Another question additionally, I use calico as my K8s cluster CNI plugin. and after I deploy rdma-hca device plugin. it seems working well. as I can execute ib_devinfo and other ib commonds in the pod successfly.

/examples#  ibstat
CA 'mlx5_0'
    CA type: MT4115
    Number of ports: 1
    Firmware version: 12.23.1000
    Hardware version: 0
    Node GUID: 0x506b4b030035efee
    System image GUID: 0x506b4b030035efee
    Port 1:
        State: Active
        Physical state: LinkUp
        Rate: 100
        Base lid: 250
        LMC: 0
        SM lid: 1
        Capability mask: 0x2650e848
        Port GUID: 0x506b4b030035efee
        Link layer: InfiniBand

now I am running a mpi application which will use RMDA. and I get this error Call to ibv_create_qp failed.

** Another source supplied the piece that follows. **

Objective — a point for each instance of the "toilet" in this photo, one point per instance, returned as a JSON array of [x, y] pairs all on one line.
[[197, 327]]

I have searched online but haven't get an idea about this. do you know the possible reason about this?

worker-0:17:76 [0] INFO NCCL_SINGLE_RING_THRESHOLD=262144
worker-0:17:76 [0] INFO Ring 00 :    0   1
worker-0:17:76 [0] INFO 1 -> 0 via NET/IB/0/GDRDMA
worker-1:17:76 [0] INFO 0 -> 1 via NET/IB/0/GDRDMA

worker-0:17:76 [0] misc/ibvwrap.cu:275 WARN Call to ibv_create_qp failed
worker-0:17:76 [0] INFO transport/net_ib.cu:354 -> 2
worker-0:17:76 [0] INFO transport/net_ib.cu:432 -> 2
worker-0:17:76 [0] INFO include/net.h:32 -> 2 [Net]
worker-0:17:76 [0] INFO transport/net.cu:266 -> 2
worker-0:17:76 [0] INFO init.cu:475 -> 2
worker-0:17:76 [0] INFO init.cu:536 -> 2

worker-1:17:76 [0] misc/ibvwrap.cu:275 WARN Call to ibv_create_qp failed
worker-1:17:76 [0] INFO transport/net_ib.cu:354 -> 2
worker-1:17:76 [0] INFO transport/net_ib.cu:432 -> 2
worker-1:17:76 [0] INFO include/net.h:32 -> 2 [Net]
worker-1:17:76 [0] INFO transport/net.cu:266 -> 2
worker-1:17:76 [0] INFO init.cu:475 -> 2
worker-1:17:76 [0] INFO init.cu:536 -> 2

the same mpi application run successffly when I have run it in docker with hostnetwork,

tingweiwu commented 5 years ago

@paravmellanox Call to ibv_create_qp failed solved by set ulimit -l unlimited in pod spec

paravmellanox commented 5 years ago

@tingweiwu I will fix the documentation and update you.

paravmellanox commented 5 years ago

@tingweiwu you should add annotations to pod spec file like below for containers. securityContext: capabilities: add: [ "IPC_LOCK" ]

Please refer to this sample. https://github.com/Mellanox/k8s-rdma-sriov-dev-plugin/blob/master/example/sriov/test-sriov-pod.yaml

xieydd commented 5 years ago

@tingweiwu I meet the same problem, the job will hang, right?